Certaines des familles de la rue de la Banque, dont le ministère réclame les dossiers manquants pour pouvoir effectivement étudier leur demande, font partie des 11.500 personnes qui ont déposé un dossier de Dalo (droit au logement opposable) pour la seule agglomération parisienne. « Globalement, le nombre de dossiers déposés est inférieur à ce qu’attendaient les experts, mais sur certains territoires, la demande est extrêmement forte comme l’Ile-de-France qui concentre 63 % des demandes », remarquait récemment Bernard Lacharme, secrétaire général du Haut Comité pour le logement des personnes défavorisées.
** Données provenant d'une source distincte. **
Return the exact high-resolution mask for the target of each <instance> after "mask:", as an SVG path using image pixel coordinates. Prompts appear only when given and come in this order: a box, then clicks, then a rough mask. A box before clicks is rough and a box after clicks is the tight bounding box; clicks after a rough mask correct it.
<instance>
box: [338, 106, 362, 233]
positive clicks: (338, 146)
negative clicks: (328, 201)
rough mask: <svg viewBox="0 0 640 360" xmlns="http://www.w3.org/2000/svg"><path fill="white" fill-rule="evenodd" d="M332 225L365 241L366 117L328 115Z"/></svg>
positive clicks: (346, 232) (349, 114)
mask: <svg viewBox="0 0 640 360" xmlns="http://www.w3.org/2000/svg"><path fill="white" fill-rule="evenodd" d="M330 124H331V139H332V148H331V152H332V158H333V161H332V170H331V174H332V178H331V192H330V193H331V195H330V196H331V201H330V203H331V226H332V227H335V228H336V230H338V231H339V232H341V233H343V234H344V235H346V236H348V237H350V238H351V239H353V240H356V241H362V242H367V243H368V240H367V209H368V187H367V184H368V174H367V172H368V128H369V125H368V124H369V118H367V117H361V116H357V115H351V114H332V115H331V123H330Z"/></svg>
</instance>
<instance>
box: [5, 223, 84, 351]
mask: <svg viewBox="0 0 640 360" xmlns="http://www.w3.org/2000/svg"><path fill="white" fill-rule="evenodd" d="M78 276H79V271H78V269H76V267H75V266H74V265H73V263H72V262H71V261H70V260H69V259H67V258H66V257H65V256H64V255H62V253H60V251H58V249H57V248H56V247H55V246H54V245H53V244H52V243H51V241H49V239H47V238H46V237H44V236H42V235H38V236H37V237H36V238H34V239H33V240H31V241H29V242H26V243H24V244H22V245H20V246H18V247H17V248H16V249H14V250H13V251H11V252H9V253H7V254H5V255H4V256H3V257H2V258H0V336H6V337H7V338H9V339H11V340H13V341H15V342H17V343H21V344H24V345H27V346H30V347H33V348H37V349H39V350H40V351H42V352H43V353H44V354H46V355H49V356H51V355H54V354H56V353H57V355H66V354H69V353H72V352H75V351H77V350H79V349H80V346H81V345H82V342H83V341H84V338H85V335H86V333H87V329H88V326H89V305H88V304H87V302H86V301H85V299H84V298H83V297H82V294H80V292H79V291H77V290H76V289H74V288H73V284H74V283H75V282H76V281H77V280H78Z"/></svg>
En Ile-de-France ou dans les Bouches-du-Rhône, les délais de traitement des dossiers dépassent très souvent trois mois, période durant laquelle la commission de médiation est censée se prononcer.
Dossiers incomplets

Les associations s’inquiètent également du nombre de rejets essuyés (43 %), qui peut s’expliquer par la constitution de dossiers incomplets ou insuffisants, mais qui pose aussi la question du fonctionnement des commissions : se prononcent-elles de façon toujours pertinente ? Les critères retenus peuvent-ils varier d’une commission à l’autre ? « L’application de la loi est très inégale. Ce n’est pas l’insuffisance de logements sociaux, comme c’est le cas en Ile-de-France, qui doit être opposable aux demandeurs. La loi Dalo doit au contraire servir de levier pour la construction de nouveaux logements », réclame Joaquim Soares, de la Fondation Abbé Pierre, dont la parution du rapport annuel sur le mal-logement est attendu pour février.
Deux fois plus d’expulsions

Ces débats montrent surtout qu’il ne suffit pas de faire une loi pour disposer de logements libres, et surtout accessibles aux mal-logés ou aux SDF. Une question qui se situe au carrefour de l’action sociale sur le long terme qui permet aux populations de s’insérer et de la nécessité de construire des logements à prix réduit. Il faut à la fois demander aux organismes HLM de bâtir plus, imposer aux villes de respecter l’objectif de disposer de 20 % de logements sociaux à l’horizon 2020 comme le prévoit la loi, et mettre en place des moyens de prévention.

Or depuis 2006, le nombre d’expulsions avec recours à la force publique a passé la barre des 10.000 par an, soit deux fois plus qu’en 1999 ! Le secteur du 1 % logement vient de créer avec l’aide de l’Etat le mécanisme de garantie des risques locatifs (GRL). Il concerne tous les salariés, mais aussi les fonctionnaires, les étudiants, les salariés du secteur agricole et les bénéficiaires des minima sociaux. Mais cette politique mettra du temps à faire son effet.
MARIE BELLAN ET JULIE CHAUVEAU

Dalo : les recours amiables
50.638 recours déposés au 31 octobre 2008 devant une commission de médiation.
90 % des recours sont concentrés dans six régions (Ile-de-France, Paca, Rhône-Alpes, Nord-Pas-de-Calais, Pays de la Loire, Languedoc-Roussillon).
58,17 % des dossiers déposés ont été examinés.
Le taux de rejet des dossiers s’élève à 43 %.
11.604 requérants reconnus prioritaires et auxquels un logement doit être attribué en urgence.
3.374 ménages effectivement relogés.